The PI3K/AKT signaling pathway is involved in the regulation of several biological processes, including inhibition of apoptosis and cell proliferation. PI3K can be activated by tyrosine kinase receptors, G-protein-coupled receptors or Ras protein. This activation leads to the phosphorylation and subsequent activation of AKT at Ser473 and Thr308 residues.36 Phosphorylated AKT targets more than 100 proteins and leads to oncogenesis. It can protect cardiomyocytes from H2O2-induced injury by abating apoptosis.37 Low levels of phosphorylated AKT upregulated p21cip1 and p27kip1 leading to the induction of G1/S-phase arrest in thyroid carcinoma cells.38 Furthermore, downregulation of phosphorylated AKT inhibited proliferation and induced G1/S-phase arrest and apoptosis in glioma cells resulting to a significant reduction in the levels of Bcl-2 and cyclin D1.39 In the present study, GA attenuated phosphorylation of PI3K and AKT, which was probably responsible for cell cycle arrest and apoptosis in GC cells.

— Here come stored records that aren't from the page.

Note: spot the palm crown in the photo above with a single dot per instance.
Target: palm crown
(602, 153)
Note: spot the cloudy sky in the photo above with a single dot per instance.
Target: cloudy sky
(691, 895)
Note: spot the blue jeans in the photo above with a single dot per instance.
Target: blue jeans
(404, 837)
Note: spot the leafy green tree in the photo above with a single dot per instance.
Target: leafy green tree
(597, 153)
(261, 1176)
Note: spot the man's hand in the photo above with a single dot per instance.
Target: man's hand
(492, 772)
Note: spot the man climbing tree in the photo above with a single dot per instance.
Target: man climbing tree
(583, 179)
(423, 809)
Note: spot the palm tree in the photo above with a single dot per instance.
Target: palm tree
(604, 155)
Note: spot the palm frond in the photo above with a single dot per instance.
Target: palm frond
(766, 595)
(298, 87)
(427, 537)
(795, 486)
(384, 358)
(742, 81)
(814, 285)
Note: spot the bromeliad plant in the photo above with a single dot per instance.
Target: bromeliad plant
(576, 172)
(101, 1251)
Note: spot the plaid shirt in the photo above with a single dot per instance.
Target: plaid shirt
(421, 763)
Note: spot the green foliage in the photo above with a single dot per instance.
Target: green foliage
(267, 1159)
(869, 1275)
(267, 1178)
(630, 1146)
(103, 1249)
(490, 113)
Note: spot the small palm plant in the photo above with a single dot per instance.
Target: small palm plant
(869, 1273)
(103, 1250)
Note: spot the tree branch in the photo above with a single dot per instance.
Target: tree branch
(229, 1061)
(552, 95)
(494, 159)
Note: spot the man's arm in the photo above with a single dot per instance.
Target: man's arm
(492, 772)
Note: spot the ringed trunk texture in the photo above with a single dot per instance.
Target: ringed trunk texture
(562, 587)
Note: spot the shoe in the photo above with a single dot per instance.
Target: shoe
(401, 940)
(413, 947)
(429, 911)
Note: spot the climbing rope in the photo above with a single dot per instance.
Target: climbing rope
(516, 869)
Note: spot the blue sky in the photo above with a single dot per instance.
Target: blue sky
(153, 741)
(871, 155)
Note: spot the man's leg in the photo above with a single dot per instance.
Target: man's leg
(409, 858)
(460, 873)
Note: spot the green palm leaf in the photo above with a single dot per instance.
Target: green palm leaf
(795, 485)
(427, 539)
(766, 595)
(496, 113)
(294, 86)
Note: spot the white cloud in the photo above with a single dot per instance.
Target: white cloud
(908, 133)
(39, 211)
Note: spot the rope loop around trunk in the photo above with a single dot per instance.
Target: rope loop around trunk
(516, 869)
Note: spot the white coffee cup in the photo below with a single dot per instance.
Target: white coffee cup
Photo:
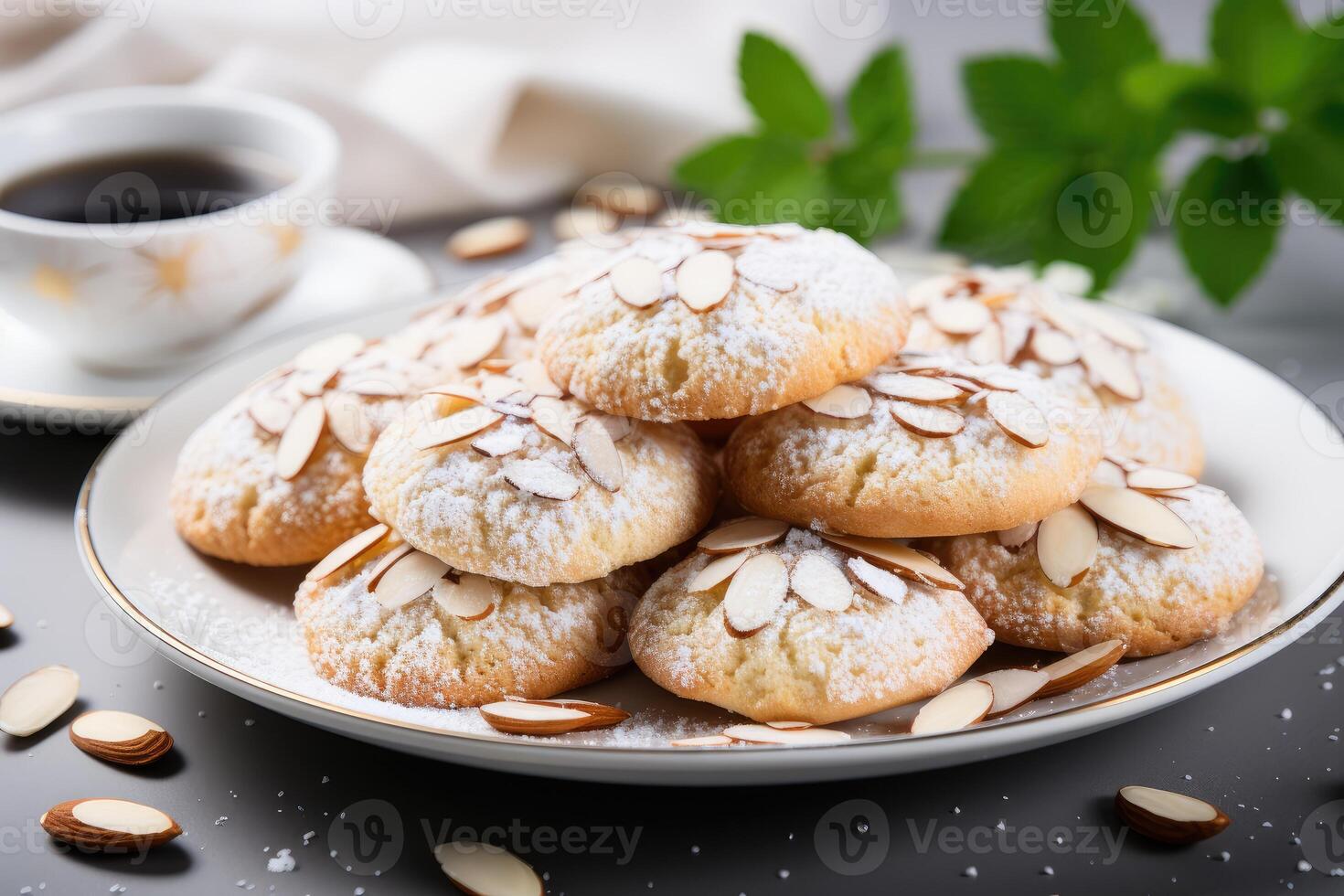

In conclusion, GA exhibited anti-tumor property in GC cells partly by inducing apoptosis and cell cycle arrest. These effects were associated with corresponding protein changes. In addition, the phosphorylation of PI3K/AKT pathway proteins was inhibited. The aforementioned data indicated that GA was a potential anti-tumor drug for GC treatment.